В гостиной ее родителей стоял фарфоровый шкафчик. Там хранилась коллекция итальянской керамики, принадлежавшая ее матери. Помеченные фамильным гербом шкатулки и кувшины из Капо-ди-Монте, две миниатюры в позолоченных рамках: одна – украшенная жемчугом, с пришпиленным к ней позади локоном темных волос, золотой медальон, диадема с брильянтами. Когда она закончила университет, мать подарила ей печатку. Печатка была лазурная, с тем же глубоко вырезанным гербом, что и на керамике: она принадлежала еще ее бабушке. Лавровый венок, увенчанный диадемой. В самом центре венка – колос, оканчивающийся острой остью. В этом гербе было что-то скорее зловещее, чем романтическое. Она не любила это маленькое кольцо и никогда его не носила. И испытывала лишь раздражение, когда мать упоминала об их аристократических итальянских родственниках – Маласпига. Ее мать была маленькой энергичной женщиной, преданной мужу, и активным членом их общины. Катарина любила ее, хотя и осуждала за снобизм. О бабушке у нее сохранились довольно смутные воспоминания, относящиеся к раннему детству. Была она смуглая и щупленькая, почти всегда сидела в кресле, прикрыв пледом колени. Рассказывали, что она бежала из дому, чтобы выйти замуж за сына бедного торговца. Они поселились в Штатах, где он проявил незаурядные деловые способности, основав один из крупнейших мануфактурных магазинов на всем Западном побережье. Мать Катарины никогда не кичилась своим знатным происхождением, а когда вышла замуж за Ричарда Декстера, сына адвоката, то и вовсе перестала об этом упоминать. Только некоторые вещи, связанные с памятью бабушки, знатной итальянской аристократки, которая пожертвовала ради любви всем, что у нее было, еще хранились в доме. Катарина считала это забавной, но вполне безвредной сентиментальностью. Точно так же относилась она и к данному ей при крещении имени: Катарина Маласпига Декстер.

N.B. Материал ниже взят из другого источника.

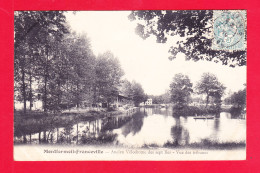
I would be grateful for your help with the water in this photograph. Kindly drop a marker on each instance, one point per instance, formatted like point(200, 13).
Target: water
point(150, 127)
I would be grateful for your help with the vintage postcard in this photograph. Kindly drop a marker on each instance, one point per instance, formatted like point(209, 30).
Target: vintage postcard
point(130, 85)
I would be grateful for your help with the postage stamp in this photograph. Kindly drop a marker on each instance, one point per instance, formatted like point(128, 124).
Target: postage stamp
point(229, 30)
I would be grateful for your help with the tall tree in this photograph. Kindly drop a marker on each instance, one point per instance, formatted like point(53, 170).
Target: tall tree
point(138, 93)
point(211, 87)
point(193, 27)
point(108, 73)
point(180, 89)
point(35, 32)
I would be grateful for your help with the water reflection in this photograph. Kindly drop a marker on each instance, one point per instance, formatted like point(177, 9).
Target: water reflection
point(148, 127)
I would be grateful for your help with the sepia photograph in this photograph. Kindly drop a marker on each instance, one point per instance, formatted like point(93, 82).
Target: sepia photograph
point(130, 85)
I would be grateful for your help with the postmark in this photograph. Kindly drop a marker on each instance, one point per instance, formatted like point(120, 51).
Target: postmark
point(229, 28)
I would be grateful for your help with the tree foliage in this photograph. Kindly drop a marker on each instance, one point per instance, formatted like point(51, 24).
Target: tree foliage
point(58, 66)
point(211, 87)
point(180, 88)
point(194, 27)
point(238, 99)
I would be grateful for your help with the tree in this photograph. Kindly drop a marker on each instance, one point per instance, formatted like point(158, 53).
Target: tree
point(138, 93)
point(180, 89)
point(193, 27)
point(33, 32)
point(210, 86)
point(238, 99)
point(108, 74)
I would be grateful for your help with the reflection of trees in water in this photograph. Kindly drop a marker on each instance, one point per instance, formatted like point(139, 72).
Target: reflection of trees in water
point(237, 113)
point(180, 135)
point(135, 125)
point(111, 123)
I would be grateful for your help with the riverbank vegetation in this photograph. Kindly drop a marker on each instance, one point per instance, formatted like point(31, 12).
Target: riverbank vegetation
point(57, 67)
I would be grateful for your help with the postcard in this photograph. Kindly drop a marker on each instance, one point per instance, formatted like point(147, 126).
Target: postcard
point(130, 85)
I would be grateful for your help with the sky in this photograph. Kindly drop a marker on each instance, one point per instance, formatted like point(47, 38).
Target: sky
point(146, 61)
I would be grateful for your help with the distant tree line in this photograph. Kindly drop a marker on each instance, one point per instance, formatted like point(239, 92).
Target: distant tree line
point(58, 67)
point(181, 89)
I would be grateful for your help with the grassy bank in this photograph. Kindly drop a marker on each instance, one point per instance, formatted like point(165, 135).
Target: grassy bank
point(35, 122)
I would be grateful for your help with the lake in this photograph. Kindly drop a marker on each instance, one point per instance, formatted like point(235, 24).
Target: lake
point(150, 127)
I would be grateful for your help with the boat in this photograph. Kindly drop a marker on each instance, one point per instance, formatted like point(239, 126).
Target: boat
point(204, 117)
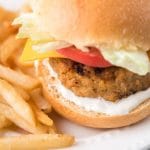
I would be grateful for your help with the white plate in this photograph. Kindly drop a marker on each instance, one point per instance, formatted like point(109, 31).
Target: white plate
point(136, 137)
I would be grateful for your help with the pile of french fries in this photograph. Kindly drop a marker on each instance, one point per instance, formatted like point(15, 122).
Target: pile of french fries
point(22, 105)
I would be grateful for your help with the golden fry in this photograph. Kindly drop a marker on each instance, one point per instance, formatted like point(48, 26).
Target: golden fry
point(9, 113)
point(21, 107)
point(25, 95)
point(38, 142)
point(6, 15)
point(6, 29)
point(18, 78)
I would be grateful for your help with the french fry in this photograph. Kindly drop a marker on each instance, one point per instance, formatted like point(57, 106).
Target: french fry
point(6, 29)
point(9, 113)
point(21, 107)
point(41, 116)
point(37, 142)
point(39, 100)
point(25, 95)
point(4, 122)
point(8, 47)
point(6, 15)
point(18, 78)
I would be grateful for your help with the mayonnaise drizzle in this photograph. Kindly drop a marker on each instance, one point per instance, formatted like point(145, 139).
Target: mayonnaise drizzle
point(99, 105)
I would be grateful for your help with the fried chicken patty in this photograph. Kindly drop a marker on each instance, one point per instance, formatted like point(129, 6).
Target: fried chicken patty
point(111, 83)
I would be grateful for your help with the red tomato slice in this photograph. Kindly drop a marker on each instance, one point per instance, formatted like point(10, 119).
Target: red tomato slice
point(92, 58)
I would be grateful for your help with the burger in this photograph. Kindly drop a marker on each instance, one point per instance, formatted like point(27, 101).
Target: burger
point(92, 58)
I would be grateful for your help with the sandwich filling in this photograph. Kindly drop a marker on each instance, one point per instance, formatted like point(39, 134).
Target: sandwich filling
point(96, 104)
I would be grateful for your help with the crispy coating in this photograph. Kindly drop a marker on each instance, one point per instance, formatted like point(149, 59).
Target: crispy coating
point(111, 83)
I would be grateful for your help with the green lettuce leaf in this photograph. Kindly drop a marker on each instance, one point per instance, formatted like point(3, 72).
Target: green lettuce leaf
point(134, 60)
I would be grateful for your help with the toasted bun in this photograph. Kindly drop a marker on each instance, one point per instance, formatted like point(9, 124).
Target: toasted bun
point(88, 22)
point(91, 119)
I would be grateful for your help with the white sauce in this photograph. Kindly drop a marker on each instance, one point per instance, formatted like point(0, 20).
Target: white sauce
point(99, 105)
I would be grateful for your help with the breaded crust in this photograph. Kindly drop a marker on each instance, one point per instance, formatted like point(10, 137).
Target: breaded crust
point(90, 119)
point(111, 83)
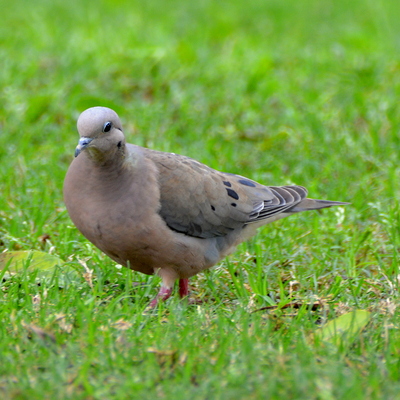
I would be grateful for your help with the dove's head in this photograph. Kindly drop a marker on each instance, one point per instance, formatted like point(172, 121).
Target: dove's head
point(101, 134)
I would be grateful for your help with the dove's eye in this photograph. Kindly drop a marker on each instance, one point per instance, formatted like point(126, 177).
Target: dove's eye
point(107, 127)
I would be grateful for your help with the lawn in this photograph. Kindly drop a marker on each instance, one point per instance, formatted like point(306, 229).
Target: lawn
point(284, 92)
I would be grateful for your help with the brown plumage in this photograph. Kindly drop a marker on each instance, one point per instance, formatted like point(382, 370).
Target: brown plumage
point(162, 213)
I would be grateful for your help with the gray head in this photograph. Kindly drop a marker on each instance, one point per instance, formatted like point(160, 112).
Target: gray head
point(101, 134)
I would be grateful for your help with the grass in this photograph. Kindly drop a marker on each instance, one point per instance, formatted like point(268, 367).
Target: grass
point(283, 92)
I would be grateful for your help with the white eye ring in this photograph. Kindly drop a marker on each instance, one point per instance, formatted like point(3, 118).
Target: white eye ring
point(107, 127)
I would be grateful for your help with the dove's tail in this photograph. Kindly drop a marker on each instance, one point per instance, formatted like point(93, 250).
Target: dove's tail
point(313, 204)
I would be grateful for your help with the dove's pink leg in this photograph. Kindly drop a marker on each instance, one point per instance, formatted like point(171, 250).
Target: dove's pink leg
point(184, 287)
point(168, 277)
point(162, 295)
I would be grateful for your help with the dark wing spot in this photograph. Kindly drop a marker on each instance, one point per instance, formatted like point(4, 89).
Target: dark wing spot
point(246, 182)
point(232, 194)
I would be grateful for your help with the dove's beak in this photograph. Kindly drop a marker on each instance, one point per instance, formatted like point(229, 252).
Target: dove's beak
point(82, 144)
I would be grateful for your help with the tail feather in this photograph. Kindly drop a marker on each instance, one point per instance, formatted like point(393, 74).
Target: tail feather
point(313, 204)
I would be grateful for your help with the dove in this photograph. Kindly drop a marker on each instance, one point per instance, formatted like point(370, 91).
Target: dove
point(162, 213)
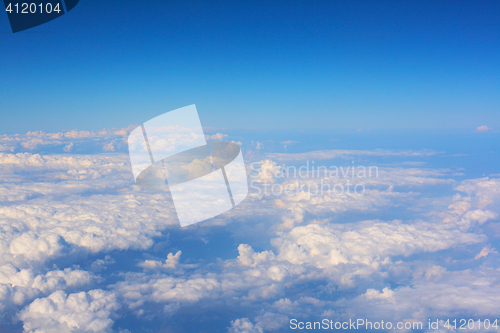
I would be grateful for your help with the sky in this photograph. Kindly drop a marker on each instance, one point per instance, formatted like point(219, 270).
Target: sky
point(412, 65)
point(397, 103)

Об этом родстве упоминалось в одном из донесений Интерпола. Бен Харпер рассказал ей об этом случае. Итальянские таможенники задержали водителя грузовика, который прибыл в Геную с грузом антикварных товаров, предназначенных для отправки морем в Нью-Йорк. Один из таможенников опознал в нем контрабандиста, промышлявшего перевозкой наркотиков в Неаполе. Ни в его грузе, ни в одежде не нашли ничего подозрительного, и его товары были погружены на корабль. Водитель следовал до Маласпига. Итальянские полицейские провели тайное расследование в этом городе, но не нашли никакой видимой связи с контрабандной перевозкой наркотиков. Водителя там не знали; это был сонный, тесно сплоченный тосканский городок, где неохотно отвечали на вопросы чужаков и хранили потомственную верность своему герцогу.